Efficient absorption chillers nominally require water of at least 190 °F (88 °C). Common, inexpensive flat-plate solar thermal collectors only produce about 160 °F (71 °C) water. High temperature flat plate, concentrating (CSP) or evacuated tube collectors are needed to produce the higher temperature transfer fluids required. In large scale installations there are several projects successful both technical and economical in operation worldwide including, for example, at the headquarters of Caixa Geral de Depósitos in Lisbon with 1,579 square metres (17,000 sq ft) solar collectors and 545 kW cooling power or on the Olympic Sailing Village in Qingdao/China. In 2011 the most powerful plant at Singapore's new constructed United World College will be commissioned (1500 kW).
These projects have shown that flat plate solar collectors specially developed for temperatures over 200 °F (93 °C) (featuring double glazing, increased backside insulation, etc.) can be effective and cost-efficient. Where water can be heated well above 190 °F (88 °C), it can be stored and used when the sun is not shining.
The Audubon Environmental Center at the Ernest E. Debs Regional Park in Los Angeles has an example solar air conditioning installation, which failed fairly soon after commissioning and is no longer being maintained.
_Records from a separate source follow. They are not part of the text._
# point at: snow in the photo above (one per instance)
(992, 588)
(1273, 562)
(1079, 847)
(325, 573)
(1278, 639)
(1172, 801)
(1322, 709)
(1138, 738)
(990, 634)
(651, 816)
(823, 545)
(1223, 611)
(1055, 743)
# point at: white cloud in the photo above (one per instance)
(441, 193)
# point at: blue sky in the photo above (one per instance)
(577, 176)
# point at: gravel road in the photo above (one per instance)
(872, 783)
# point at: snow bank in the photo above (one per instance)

The Southern California Gas Co. (The Gas Company) is also testing the practicality of solar thermal cooling systems at their Energy Resource Center (ERC) in Downey, California. Solar Collectors from Sopogy and Cogenra were installed on the rooftop at the ERC and are producing cooling for the building's air conditioning system. Masdar City in the United Arab Emirates is also testing a double-effect absorption cooling plant using Sopogy parabolic trough collectors, Mirroxx Fresnel array and TVP Solar high-vacuum solar thermal panels.
A FedEx Ground sorting facility in Davenport, Florida uses a solar thermal air conditioning system to feed cool air into truck trailers parked at loading doors.
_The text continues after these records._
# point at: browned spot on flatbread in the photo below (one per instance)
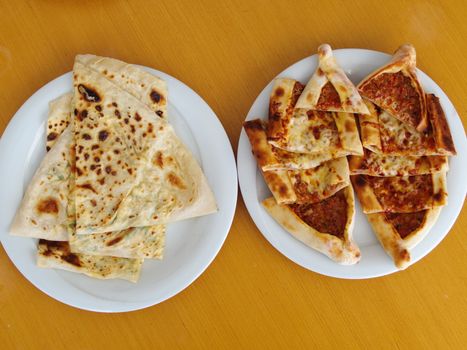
(72, 259)
(156, 97)
(47, 205)
(279, 92)
(82, 115)
(52, 136)
(114, 241)
(159, 160)
(87, 187)
(103, 134)
(62, 249)
(88, 93)
(176, 181)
For 150 years, absorption chillers have been used to make ice (before the electric light bulbs were invented). This ice can be stored and used as an "ice battery" for cooling when the sun is not shining, as it was in the 1995 Hotel New Otani Tokyo in Japan. Mathematical models are available in the public domain for ice-based thermal energy storage performance calculations.
The ISAAC Solar Icemaker is an intermittent solar ammonia-water absorption cycle. The ISAAC uses a parabolic trough solar collector with a compact and efficient design to produce ice with no fuel or electric input, as well as with no moving parts.
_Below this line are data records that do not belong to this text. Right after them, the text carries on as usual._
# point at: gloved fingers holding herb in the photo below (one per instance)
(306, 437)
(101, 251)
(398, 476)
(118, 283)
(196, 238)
The main reasons for employing concentrating collectors in solar cooling systems are: high efficient air-conditioning through coupling with double/triple effect chillers; and solar refrigeration serving industrial end-users, possibly in combination with process heat and steam.
Concerning industrial applications, several studies in the recent years highlighted that there is a high potential for refrigeration (temperatures below 0 °C) in different areas of the globe (e.g., the Mediterranean, Central America). However, this can be achieved by ammonia/ water absorption chillers requiring high temperature heat input at the generator, in a range (120 ÷ 180 °C) which can only be satisfied by concentrating solar collectors. Moreover, several industrial applications require both cooling and steam for processes, and concentrating solar collectors can be very advantageous in the sense that their use is maximized
Goals of zero-energy buildings include sustainable, green building technologies that can significantly reduce, or eliminate, net annual energy bills. The supreme achievement is the totally off-the-grid autonomous building that does not have to be connected to utility companies. In hot climates with significant degree days of cooling requirement, leading-edge solar air conditioning will be an increasingly important critical success factor.